A “filha do deus do vôlei”

Os Jogos Olímpicos Paris 2024 naturalmente são o maior objetivo de Gabi como capitã da seleção brasileira. Contudo, antes disso, a camisa 10 tem a chance de conquistar uma medalha de ouro na VNL 2024. A competição é um bom teste para indicar o nível do Brasil, e o time de Zé Roberto não tem deixado pedra sobre pedra. Vem sendo um desempenho irretocável, com 12 vitórias em 12 jogos na fase de classificação.

Gabi é a sexta maior pontuadora da VNL 2024, com 190 pontos, a melhor brasileira na estatística. Foram 169 pontos de ataque, além de 11 de bloqueio e 10 de saque. Importante também por seu papel como defensora, a mineira totalizou 55 recepções, atrás apenas da líbero Nyeme na equipe brasileira.

Melhor ainda, as principais atuações de Gabi vieram em jogos grandes. Durante a primeira semana da VNL, a ponteira cravou 24 pontos contra os Estados Unidos, ajudando a encerrar um jejum de cinco anos do Brasil contra as adversárias. Outra atuação marcante aconteceu contra a Sérvia, com 15 pontos de Gabi. Era o dia de seu aniversário de 30 anos e a mineira foi homenageada pela torcida no Maracanãzinho. Já na segunda semana, Gabi maltratou particularmente o Japão, com 24 pontos na virada brasileira.

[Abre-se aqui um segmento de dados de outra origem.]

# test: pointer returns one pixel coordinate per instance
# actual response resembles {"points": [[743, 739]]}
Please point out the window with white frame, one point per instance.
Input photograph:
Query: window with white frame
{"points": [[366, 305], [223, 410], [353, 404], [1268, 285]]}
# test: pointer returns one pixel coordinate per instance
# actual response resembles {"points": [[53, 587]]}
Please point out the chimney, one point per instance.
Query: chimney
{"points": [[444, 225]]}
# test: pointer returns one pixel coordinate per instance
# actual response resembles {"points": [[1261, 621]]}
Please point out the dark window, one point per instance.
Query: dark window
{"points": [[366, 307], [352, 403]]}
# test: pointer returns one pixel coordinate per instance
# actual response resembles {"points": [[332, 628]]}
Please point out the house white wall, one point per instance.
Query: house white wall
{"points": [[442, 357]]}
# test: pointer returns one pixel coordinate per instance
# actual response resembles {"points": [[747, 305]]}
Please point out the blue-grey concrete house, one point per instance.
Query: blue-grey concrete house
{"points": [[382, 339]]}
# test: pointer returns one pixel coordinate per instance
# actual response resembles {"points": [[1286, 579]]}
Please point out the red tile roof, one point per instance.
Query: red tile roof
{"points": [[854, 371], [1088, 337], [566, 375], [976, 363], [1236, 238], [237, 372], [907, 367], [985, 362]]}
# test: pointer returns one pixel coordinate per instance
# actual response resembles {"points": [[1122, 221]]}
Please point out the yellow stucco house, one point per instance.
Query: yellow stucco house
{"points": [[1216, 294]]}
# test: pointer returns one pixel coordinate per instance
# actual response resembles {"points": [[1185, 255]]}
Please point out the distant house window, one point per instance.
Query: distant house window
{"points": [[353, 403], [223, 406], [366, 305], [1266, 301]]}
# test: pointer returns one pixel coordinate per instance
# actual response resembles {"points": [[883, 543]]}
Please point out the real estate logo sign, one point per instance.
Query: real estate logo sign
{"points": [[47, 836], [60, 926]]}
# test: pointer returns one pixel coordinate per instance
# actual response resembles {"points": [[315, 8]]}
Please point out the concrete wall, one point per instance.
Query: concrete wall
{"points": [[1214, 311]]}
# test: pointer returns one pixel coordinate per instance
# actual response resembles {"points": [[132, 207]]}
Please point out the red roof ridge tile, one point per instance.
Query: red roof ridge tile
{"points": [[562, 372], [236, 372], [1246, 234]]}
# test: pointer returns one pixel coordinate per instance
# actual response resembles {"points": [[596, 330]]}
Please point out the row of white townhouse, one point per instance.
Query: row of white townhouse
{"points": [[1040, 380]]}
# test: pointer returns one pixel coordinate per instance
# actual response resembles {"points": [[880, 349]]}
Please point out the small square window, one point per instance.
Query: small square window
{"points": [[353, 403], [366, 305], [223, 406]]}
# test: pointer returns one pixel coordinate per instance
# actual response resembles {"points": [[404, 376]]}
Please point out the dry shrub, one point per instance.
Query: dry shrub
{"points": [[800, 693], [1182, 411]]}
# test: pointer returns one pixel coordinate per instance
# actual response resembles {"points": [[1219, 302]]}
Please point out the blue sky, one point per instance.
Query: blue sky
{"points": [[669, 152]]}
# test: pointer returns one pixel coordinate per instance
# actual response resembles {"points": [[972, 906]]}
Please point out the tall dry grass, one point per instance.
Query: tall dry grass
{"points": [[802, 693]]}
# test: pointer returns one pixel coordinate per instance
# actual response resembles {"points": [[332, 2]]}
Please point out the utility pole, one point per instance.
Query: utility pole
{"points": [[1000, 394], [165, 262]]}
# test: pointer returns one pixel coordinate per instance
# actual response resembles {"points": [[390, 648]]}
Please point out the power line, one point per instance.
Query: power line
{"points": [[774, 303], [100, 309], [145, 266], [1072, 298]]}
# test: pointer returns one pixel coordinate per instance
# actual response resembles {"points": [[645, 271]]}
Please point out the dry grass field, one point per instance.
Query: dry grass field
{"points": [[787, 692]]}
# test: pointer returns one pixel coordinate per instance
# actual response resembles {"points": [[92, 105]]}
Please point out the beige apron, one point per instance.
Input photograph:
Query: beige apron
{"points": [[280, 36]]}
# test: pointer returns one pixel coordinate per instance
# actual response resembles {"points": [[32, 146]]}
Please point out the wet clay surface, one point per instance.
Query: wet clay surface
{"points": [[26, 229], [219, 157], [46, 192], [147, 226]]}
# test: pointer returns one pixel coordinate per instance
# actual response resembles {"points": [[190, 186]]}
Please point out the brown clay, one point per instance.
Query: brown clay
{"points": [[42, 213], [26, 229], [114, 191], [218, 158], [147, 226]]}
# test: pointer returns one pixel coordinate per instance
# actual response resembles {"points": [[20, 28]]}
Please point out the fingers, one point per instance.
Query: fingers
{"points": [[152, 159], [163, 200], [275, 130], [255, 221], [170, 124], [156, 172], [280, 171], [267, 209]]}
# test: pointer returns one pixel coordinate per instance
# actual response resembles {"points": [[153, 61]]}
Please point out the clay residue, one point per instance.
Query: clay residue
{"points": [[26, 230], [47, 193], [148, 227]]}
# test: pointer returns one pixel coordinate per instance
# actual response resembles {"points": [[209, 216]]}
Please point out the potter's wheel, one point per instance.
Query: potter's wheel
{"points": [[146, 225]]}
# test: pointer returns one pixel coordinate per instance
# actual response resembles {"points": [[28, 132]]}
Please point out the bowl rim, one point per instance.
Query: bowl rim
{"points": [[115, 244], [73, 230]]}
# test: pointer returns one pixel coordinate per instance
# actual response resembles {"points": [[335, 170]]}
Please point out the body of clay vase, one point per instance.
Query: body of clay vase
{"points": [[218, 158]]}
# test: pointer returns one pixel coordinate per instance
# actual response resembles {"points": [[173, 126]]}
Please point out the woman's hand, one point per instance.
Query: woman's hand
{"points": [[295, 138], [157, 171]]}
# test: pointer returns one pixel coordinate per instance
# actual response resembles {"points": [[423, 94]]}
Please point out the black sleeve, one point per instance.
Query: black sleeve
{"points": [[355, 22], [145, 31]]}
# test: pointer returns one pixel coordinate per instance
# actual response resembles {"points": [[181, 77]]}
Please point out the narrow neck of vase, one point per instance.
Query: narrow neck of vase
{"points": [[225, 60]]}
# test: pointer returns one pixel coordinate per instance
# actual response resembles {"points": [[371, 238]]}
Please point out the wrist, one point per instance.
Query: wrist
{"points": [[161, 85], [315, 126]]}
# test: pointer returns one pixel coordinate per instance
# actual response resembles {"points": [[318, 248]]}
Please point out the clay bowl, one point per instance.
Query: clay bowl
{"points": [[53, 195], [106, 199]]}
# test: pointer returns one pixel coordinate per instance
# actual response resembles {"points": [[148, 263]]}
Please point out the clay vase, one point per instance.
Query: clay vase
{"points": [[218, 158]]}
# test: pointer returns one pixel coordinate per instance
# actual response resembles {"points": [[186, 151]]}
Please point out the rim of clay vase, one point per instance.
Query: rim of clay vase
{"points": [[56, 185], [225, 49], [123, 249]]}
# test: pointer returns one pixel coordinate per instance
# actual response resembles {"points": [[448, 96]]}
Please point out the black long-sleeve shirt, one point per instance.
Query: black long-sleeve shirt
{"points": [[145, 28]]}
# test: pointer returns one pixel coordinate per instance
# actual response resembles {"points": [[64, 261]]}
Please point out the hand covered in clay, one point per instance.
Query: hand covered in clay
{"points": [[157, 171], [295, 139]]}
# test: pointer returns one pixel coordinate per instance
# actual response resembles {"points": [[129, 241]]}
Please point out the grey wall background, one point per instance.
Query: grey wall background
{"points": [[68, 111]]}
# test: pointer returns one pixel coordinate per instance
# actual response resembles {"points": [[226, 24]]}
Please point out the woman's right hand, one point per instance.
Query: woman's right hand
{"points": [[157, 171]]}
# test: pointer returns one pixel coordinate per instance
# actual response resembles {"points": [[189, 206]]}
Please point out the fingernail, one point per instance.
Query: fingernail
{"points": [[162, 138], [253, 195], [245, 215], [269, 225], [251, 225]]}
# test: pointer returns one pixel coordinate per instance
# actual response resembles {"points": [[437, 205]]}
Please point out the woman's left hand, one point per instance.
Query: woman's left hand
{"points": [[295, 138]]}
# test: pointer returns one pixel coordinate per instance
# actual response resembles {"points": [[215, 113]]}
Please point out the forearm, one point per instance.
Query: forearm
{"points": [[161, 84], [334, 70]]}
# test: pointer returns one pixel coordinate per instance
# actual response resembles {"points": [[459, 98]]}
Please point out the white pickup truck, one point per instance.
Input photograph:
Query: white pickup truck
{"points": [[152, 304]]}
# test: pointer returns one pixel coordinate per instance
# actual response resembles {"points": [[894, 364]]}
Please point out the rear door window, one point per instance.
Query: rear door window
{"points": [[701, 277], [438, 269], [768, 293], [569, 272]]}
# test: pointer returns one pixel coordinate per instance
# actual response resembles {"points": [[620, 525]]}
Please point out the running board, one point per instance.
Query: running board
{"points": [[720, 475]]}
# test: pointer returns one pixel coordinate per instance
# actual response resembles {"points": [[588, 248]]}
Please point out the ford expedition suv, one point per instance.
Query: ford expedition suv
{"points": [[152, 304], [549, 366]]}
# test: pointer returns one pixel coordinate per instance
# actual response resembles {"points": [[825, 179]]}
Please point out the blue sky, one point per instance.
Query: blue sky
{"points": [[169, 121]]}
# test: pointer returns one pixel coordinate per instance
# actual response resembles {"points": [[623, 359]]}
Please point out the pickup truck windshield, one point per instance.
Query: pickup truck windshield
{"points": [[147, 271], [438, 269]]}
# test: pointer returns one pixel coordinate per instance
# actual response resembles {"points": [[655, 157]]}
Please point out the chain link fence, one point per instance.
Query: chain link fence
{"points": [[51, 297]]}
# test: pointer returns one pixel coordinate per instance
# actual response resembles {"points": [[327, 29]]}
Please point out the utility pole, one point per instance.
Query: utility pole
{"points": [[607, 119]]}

Gabi foi ainda mais contundente na terceira semana de VNL. Num duelo de invictas, o Brasil derrotou a Polônia e contou com 24 pontos da craque. A atuação da ponteira rendeu um grande elogio do técnico adversário, Stefano Lavarini, que trabalhou com a brasileira no Minas Tênis Clube: ele a chamou de “filha do deus do vôlei”. A afirmação eloquente seria corroborada no jogo seguinte, com mais 28 pontos de Gabi diante da Alemanha.

As finais da VNL 2024 terão Gabi como candidata a melhor jogadora. E a camisa 10 está ciente do papel, como referência e liderança. “Minha maior preocupação é, primeiro, ser um exemplo para elas. Para que elas entendam qual é o caminho ser seguido. O mais importante é conseguir ajudá-las a performar melhor, que o grupo tenha essa mentalidade vencedora. Entender qual é objetivo desse ciclo, que é conquistar uma grande competição - nos tornarmos campeãs olímpicas. Nós trabalhamos para isso”, falou, ao jornal O Globo.

“É claro que, pensando 11 anos atrás, quando eu ingressei na seleção, não tinha esse pensamento que algum dia poderia me tornar capitã. Mas tive grandes referências de líderes, não só de capitãs com a faixa, mas de lideranças muito fortes dentro dos grupos”, complementou. “Grandes exemplos de disciplina, de comprometimento, do dia a dia. Essa mentalidade vencedora. E é isso que tento fazer.”